Using `import` Statements in Node.js

Jun 24, 2020

Node.js 12 introduced support for the import statement behind a --experimental-modules flag and a package.json configuration option. Node.js 14 removes the need for the --experimental-modules flag, but you still need to configure your package.json. Here's how you can use ES6 imports in Node.


Suppose you have two JavaScript files: index.js and test.js. The test.js file exports a simple function:

export default function test() {
  console.log('Hello, World');

The index.js file imports the test.js file:

import test from './test.js';


When using ES6 imports in Node.js, you must put the file extension .js, except for so-called "bare paths" for importing packages your ./node_modules. Putting import test from './test' will throw an error.

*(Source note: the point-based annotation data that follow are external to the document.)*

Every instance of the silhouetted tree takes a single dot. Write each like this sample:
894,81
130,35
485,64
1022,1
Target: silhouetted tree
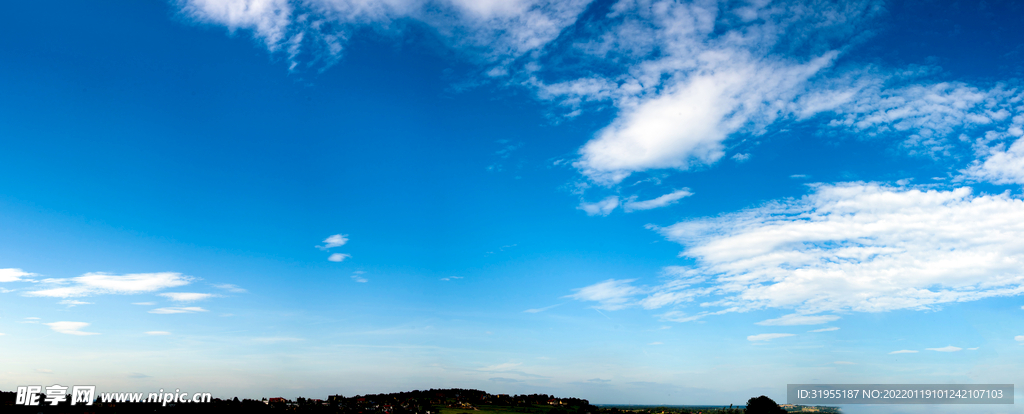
763,405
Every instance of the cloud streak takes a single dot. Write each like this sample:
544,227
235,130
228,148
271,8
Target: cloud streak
100,283
851,247
70,328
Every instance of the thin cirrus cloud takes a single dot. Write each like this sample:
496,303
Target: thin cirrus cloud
797,319
684,77
949,348
173,311
540,309
610,294
230,288
99,283
72,302
829,329
70,328
660,201
334,241
186,296
768,336
496,30
849,247
337,257
603,207
14,275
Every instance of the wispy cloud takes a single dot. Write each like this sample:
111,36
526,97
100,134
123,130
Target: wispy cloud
603,207
99,283
949,348
276,339
797,319
71,302
540,309
70,328
230,288
170,311
334,241
339,257
610,294
768,336
14,275
186,296
838,250
660,201
740,157
825,329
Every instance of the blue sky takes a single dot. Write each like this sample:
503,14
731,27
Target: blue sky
645,202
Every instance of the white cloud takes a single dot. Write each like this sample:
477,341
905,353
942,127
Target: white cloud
334,241
230,288
610,294
686,124
339,256
13,275
660,201
829,329
949,348
926,117
768,336
171,311
1000,166
862,248
797,319
99,283
500,367
603,207
495,30
186,296
70,328
540,309
71,302
851,247
267,18
275,339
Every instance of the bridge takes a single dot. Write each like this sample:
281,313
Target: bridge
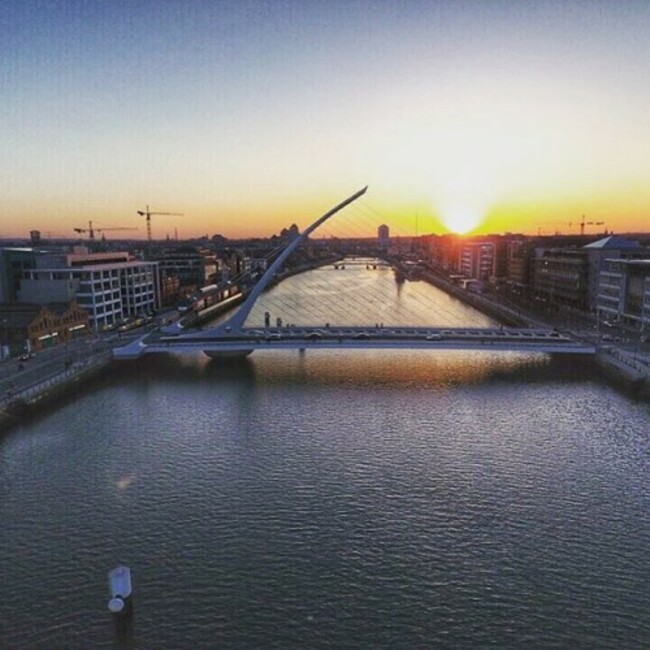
233,338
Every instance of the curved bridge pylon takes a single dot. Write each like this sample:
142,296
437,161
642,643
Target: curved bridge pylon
236,322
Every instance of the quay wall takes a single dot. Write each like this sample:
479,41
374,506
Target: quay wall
31,400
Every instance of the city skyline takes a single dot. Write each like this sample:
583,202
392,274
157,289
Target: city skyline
247,117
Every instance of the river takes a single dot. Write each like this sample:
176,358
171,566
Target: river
333,499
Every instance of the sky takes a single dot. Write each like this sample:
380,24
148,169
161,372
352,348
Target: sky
248,116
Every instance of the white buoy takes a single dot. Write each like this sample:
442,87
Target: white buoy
119,586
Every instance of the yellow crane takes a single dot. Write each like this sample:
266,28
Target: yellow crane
148,214
91,230
584,223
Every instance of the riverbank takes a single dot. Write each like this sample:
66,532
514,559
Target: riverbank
626,368
31,400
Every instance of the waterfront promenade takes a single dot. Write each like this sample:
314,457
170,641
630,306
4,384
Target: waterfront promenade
30,384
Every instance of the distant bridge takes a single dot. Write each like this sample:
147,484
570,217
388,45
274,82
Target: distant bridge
232,338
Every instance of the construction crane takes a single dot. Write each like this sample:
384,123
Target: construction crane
148,213
584,223
91,231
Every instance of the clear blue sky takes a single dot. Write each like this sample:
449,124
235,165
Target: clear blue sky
248,116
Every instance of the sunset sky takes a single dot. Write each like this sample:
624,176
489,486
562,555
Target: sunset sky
249,116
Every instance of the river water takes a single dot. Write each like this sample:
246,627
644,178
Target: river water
359,499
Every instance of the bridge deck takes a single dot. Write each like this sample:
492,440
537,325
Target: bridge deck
424,338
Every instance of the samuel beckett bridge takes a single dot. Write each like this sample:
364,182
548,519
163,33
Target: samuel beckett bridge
233,338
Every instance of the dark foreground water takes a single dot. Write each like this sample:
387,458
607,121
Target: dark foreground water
332,500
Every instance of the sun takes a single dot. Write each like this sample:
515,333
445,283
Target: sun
461,218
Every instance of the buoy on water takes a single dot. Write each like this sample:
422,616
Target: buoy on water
119,586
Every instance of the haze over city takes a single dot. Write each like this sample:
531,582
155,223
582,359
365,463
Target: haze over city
249,116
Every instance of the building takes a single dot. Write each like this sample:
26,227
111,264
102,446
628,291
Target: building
560,275
478,260
602,251
110,286
13,264
195,267
27,328
624,292
383,237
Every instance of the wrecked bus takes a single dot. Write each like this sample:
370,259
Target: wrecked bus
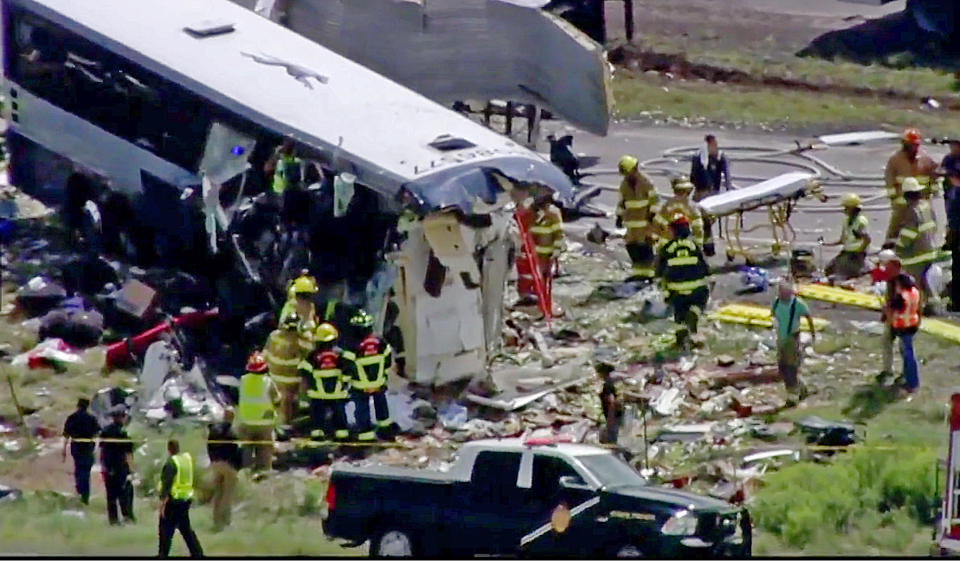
159,116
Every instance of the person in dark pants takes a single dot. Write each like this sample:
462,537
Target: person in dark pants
81,425
116,458
951,189
225,462
953,224
611,404
710,174
176,494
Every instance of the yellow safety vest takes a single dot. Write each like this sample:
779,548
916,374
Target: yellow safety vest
850,242
283,352
339,387
255,407
280,173
547,233
291,305
182,488
364,381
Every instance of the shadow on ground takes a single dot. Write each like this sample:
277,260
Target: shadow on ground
897,39
869,401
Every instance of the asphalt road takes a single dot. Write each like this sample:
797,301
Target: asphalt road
811,220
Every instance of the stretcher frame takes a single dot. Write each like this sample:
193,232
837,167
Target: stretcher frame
779,210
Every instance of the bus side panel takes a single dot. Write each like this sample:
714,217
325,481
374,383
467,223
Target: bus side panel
90,147
35,170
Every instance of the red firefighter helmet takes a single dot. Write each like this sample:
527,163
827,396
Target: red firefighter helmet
256,363
912,136
679,219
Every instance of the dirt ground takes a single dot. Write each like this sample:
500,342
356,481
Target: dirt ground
782,25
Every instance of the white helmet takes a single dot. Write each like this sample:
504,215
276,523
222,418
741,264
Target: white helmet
888,256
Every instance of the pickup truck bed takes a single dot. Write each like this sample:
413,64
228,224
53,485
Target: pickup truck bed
509,497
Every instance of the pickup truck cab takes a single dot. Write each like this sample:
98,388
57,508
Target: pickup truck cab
538,498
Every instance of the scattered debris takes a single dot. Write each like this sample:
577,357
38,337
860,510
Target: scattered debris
53,353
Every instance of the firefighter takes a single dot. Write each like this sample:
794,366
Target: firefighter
680,203
526,289
300,295
285,168
371,358
327,373
854,241
547,234
256,413
638,204
284,350
911,234
710,173
909,161
683,271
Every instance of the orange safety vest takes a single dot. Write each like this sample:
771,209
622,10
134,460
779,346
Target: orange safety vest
909,316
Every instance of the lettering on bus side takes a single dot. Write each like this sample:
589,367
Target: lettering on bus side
462,157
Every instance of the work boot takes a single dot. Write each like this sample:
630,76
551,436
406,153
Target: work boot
884,377
640,279
525,301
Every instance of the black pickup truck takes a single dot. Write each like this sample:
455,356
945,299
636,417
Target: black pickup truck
510,497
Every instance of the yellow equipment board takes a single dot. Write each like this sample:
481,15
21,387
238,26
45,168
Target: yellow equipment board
940,328
840,296
756,316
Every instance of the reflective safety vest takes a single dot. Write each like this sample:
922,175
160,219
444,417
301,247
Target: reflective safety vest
638,203
329,310
291,305
899,167
915,242
547,233
255,406
855,225
284,352
287,172
328,377
372,360
909,316
689,209
682,266
182,488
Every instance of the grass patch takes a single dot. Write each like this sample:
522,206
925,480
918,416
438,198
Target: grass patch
761,62
639,96
861,492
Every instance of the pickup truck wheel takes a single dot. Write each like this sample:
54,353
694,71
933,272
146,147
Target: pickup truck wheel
392,543
628,552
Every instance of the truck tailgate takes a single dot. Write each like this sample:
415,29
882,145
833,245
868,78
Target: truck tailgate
370,498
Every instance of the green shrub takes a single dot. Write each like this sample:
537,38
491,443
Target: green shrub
864,488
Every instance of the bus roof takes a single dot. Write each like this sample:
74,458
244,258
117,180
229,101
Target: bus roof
295,87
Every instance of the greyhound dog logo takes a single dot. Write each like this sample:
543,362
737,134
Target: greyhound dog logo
300,73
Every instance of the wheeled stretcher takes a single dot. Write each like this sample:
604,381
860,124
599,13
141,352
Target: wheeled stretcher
778,194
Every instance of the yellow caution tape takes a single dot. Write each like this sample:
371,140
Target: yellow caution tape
840,296
758,316
940,328
301,442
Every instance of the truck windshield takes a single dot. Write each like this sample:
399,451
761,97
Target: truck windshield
611,471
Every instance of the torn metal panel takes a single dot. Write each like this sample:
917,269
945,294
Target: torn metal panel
470,49
855,138
515,393
402,139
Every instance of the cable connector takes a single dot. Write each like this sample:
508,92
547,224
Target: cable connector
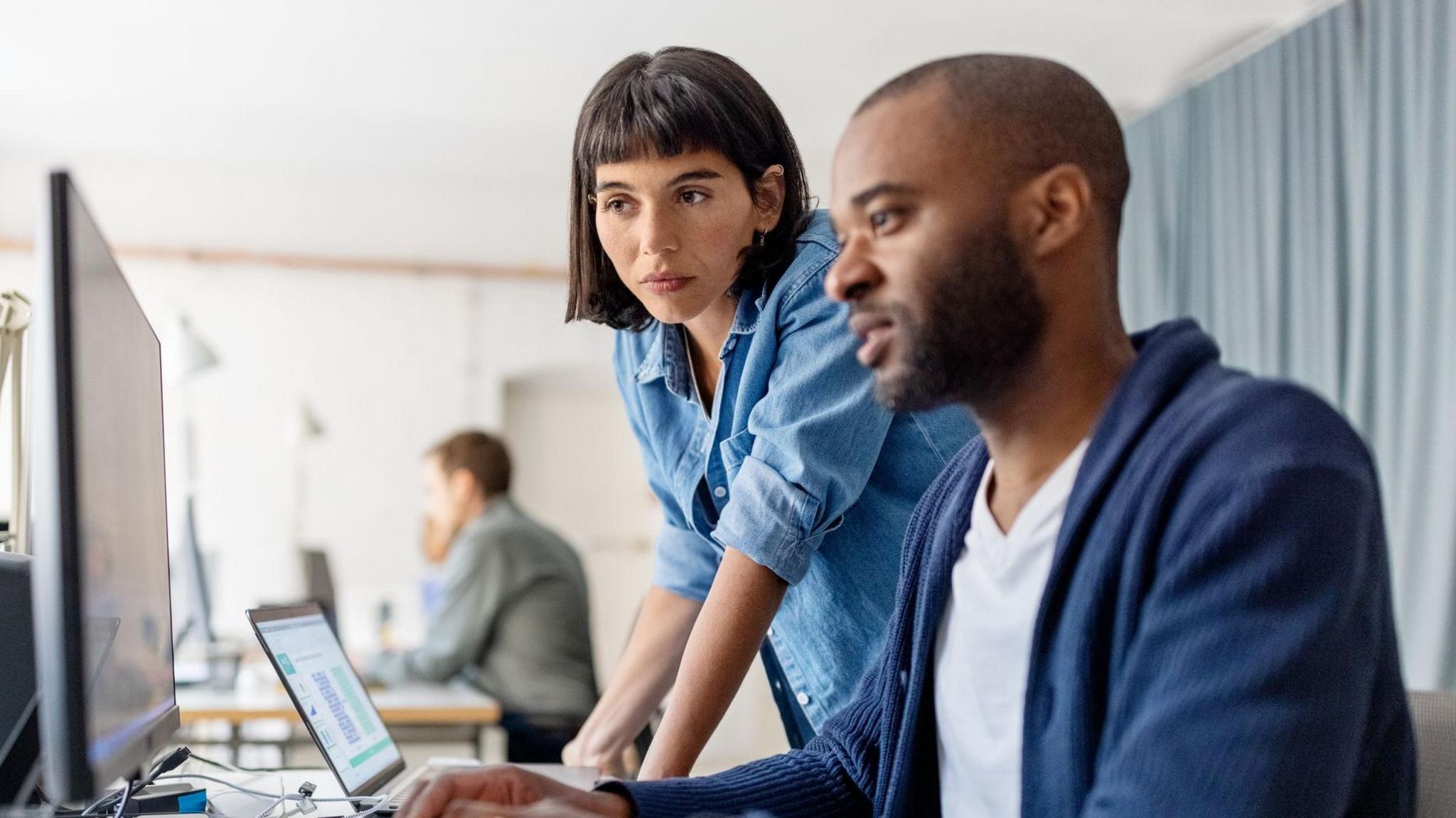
306,802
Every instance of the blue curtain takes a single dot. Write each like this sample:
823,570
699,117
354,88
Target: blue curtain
1302,206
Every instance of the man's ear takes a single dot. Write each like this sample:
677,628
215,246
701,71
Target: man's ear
1051,210
769,193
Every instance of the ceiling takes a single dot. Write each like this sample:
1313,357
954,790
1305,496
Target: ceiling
441,130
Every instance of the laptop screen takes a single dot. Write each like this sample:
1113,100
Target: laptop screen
331,698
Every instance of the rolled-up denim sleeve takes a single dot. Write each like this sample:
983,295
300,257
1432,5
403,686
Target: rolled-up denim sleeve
817,437
685,562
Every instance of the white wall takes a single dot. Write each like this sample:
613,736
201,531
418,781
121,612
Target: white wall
389,364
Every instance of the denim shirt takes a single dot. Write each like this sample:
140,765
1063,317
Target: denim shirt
798,467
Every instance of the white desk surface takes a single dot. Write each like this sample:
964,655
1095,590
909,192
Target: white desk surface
407,705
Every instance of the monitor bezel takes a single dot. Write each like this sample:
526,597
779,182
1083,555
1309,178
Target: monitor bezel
57,590
274,613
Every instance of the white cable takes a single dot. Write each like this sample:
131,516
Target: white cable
378,800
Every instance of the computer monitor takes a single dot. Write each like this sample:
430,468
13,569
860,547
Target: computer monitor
100,583
19,731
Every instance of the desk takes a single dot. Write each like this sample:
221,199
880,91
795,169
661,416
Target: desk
414,706
289,780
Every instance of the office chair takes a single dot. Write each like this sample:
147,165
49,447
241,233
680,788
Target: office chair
1435,719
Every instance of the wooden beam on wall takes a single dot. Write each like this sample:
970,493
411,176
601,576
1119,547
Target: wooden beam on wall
316,262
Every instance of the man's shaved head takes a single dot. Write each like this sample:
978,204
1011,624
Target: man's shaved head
978,203
1034,114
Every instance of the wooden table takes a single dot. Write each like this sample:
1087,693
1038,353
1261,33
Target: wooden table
407,706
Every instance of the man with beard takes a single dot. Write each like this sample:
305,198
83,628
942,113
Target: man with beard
1155,585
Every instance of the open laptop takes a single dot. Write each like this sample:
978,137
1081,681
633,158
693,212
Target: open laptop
334,705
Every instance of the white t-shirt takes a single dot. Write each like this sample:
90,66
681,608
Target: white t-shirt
983,647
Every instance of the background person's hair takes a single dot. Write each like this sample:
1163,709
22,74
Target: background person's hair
665,104
483,456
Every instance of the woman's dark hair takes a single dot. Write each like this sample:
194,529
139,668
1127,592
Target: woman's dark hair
665,104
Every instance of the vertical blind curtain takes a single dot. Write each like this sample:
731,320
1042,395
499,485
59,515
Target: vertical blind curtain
1302,206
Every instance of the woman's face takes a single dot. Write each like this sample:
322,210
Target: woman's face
678,228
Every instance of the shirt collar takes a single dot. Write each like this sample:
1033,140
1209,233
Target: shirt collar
665,357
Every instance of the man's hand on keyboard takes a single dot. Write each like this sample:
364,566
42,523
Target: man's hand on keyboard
508,792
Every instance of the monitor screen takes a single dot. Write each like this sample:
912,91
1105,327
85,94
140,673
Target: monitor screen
119,498
102,587
331,696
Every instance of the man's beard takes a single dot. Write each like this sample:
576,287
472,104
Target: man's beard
979,325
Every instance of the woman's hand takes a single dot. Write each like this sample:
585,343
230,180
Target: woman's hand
644,677
596,748
736,617
508,791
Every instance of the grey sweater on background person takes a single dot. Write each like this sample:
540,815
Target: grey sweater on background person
513,619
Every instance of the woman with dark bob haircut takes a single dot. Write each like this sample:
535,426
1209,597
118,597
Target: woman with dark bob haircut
785,488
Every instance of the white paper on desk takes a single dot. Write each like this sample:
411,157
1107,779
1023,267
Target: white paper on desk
449,762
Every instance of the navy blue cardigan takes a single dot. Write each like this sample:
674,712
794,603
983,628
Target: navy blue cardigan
1216,638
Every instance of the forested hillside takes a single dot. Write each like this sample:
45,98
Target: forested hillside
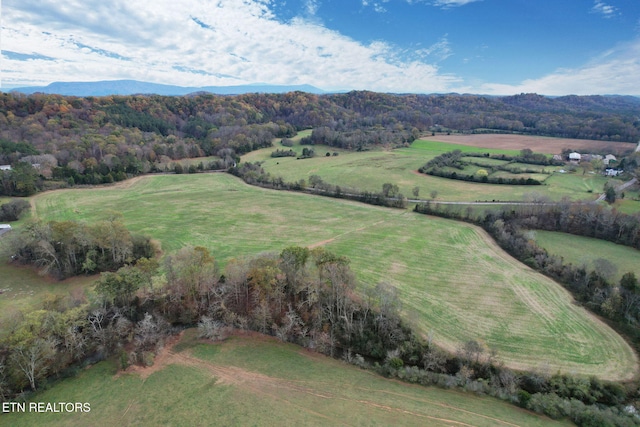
99,140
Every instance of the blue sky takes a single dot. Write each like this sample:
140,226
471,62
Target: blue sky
499,47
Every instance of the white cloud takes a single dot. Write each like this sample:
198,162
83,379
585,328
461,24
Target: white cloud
616,71
604,9
210,42
438,51
452,3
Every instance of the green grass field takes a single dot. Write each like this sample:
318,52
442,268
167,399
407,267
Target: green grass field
23,289
250,380
454,280
369,170
580,250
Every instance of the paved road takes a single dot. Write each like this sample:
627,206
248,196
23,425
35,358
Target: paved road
619,188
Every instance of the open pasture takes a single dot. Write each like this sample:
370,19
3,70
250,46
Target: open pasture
23,289
538,144
255,380
453,279
579,250
369,170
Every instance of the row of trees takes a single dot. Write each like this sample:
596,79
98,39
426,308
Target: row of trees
254,174
301,295
68,248
136,132
595,288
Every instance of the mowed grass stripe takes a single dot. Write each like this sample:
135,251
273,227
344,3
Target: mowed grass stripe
369,170
466,288
253,380
453,279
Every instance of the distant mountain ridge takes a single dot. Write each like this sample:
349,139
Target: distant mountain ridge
134,87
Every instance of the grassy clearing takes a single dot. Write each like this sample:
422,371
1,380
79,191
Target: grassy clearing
258,381
369,170
453,279
23,289
580,250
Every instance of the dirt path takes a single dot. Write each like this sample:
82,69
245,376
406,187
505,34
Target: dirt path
279,388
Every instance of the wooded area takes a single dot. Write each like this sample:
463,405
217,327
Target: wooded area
100,140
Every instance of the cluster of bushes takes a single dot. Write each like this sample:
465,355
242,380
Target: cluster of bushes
301,295
307,153
284,153
453,159
68,248
254,174
482,178
13,210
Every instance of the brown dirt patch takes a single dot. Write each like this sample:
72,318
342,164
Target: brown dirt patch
538,144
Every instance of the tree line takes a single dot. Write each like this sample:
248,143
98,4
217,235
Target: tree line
68,248
306,296
254,174
596,289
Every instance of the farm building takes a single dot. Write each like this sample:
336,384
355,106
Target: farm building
575,157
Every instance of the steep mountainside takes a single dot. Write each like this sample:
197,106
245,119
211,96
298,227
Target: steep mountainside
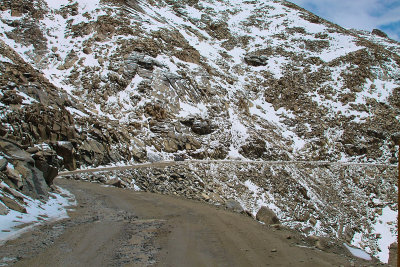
207,79
96,82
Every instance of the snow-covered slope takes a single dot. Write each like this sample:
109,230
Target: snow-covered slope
108,81
257,79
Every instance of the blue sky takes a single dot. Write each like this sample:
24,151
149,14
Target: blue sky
358,14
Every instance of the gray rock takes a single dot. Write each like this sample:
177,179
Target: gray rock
12,204
66,150
14,152
256,60
267,216
114,182
233,205
379,33
3,164
3,209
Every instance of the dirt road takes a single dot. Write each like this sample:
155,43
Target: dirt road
117,227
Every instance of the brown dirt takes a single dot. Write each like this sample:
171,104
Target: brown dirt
117,227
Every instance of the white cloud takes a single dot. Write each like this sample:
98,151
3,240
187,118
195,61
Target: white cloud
358,14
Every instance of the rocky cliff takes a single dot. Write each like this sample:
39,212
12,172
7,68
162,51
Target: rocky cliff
95,82
128,80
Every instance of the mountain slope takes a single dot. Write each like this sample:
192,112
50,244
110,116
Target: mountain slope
213,79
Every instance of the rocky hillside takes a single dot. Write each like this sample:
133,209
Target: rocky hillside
138,80
96,82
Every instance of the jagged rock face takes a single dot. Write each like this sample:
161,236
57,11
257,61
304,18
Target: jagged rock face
264,79
344,202
20,172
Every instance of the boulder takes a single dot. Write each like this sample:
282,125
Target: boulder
66,150
393,254
379,33
256,60
12,204
233,205
267,216
3,209
46,161
202,127
3,164
14,151
114,182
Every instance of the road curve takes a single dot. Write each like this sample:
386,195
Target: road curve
118,227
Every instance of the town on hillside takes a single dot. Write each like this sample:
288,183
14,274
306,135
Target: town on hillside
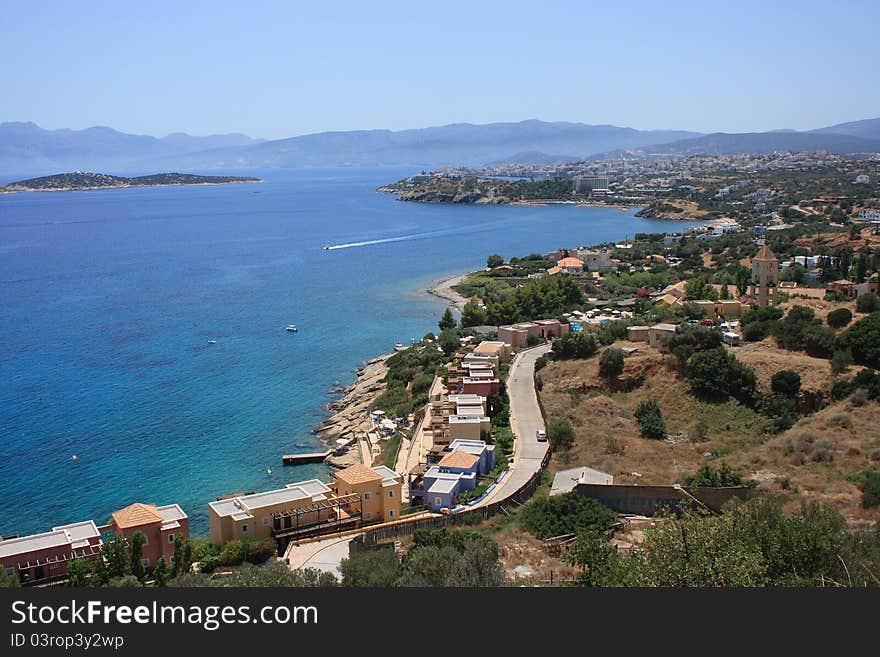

To run index.js, you need to create a package.json file with a type property set to "module". Below is a minimal package.json file to enable running index.js in Node.js 14, or Node.js 12 with --experimental-modules.

{ "type": "module" }

Importing NPM Modules

To import a module you installed via npm, you can import the package name. The below example shows how you can import Mongoose using ES6 imports.

import mongoose from 'mongoose';

console.log(mongoose.version); // 5.9.19

Node.js takes care of the quirks of interopability between CommonJS (Node's require()) and ESM (ES6 import). So even though Mongoose 5 uses CommonJS internally, your project can import it as it would any ESM module.

Note that bare paths only work for the top-level npm module, not for files in the npm module. For example, you can get Lodash's omit() function in CommonJS by calling require('lodash/omit'). Using ESM imports, you need to add .js at the end.